Ayet istînâfiyye olarak fasılla gelmiştir. Ayetin ilk cümlesi nida üslubunda talebî inşâî isnaddır.  يَٓا  nida edatı,  اَيُّ  münadadır.  هَا , tekid ifade eden tenbih harfidir.

الَّذ۪ينَ  münadadan bedeldir.
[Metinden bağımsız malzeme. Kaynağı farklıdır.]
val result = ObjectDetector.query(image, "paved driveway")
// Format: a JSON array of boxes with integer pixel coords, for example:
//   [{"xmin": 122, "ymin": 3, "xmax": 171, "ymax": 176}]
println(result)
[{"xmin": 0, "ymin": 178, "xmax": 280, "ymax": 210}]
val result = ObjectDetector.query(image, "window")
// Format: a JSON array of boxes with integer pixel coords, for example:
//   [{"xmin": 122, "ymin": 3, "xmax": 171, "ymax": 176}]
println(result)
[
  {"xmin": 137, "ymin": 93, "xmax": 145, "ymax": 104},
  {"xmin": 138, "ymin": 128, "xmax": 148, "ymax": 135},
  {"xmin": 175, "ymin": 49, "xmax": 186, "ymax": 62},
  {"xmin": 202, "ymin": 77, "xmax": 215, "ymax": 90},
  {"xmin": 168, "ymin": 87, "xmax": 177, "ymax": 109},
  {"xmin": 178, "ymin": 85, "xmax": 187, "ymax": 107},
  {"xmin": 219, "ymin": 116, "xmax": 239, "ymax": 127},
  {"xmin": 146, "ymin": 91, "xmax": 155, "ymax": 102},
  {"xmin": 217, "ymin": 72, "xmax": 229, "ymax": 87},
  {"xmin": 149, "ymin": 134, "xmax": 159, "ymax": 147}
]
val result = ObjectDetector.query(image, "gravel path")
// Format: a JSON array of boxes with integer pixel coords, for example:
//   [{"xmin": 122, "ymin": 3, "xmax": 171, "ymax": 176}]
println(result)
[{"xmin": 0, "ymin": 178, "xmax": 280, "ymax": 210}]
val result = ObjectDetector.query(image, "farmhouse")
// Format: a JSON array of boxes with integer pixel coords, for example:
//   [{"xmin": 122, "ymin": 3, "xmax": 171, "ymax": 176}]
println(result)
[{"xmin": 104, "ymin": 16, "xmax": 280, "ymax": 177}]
Bedel ıtnâb sanatı babındandır. 

Mevsûlün sılası olan  كَفَرُوا , müspet mazi fiil sıygasında faide-i haber ibtidaî kelamdır.

Mazi fiil sebata, temekkün ve istikrara işaret eder. (Hâlidî, Vakafât, s. 107) 

Nidanın cevap cümlesi olan  لَا تَعْتَذِرُوا الْيَوْمَ , nehiy üslubunda talebî inşâî isnaddır.

الْيَوْمَۜ , kıyamet gününden kinayedir. 


 اِنَّمَا تُجْزَوْنَ مَا كُنْتُمْ تَعْمَلُونَ۟

 

Beyanî istînâf olarak fasılla gelen cümlenin fasıl sebebi şibh-i kemâl-i ittisâldir.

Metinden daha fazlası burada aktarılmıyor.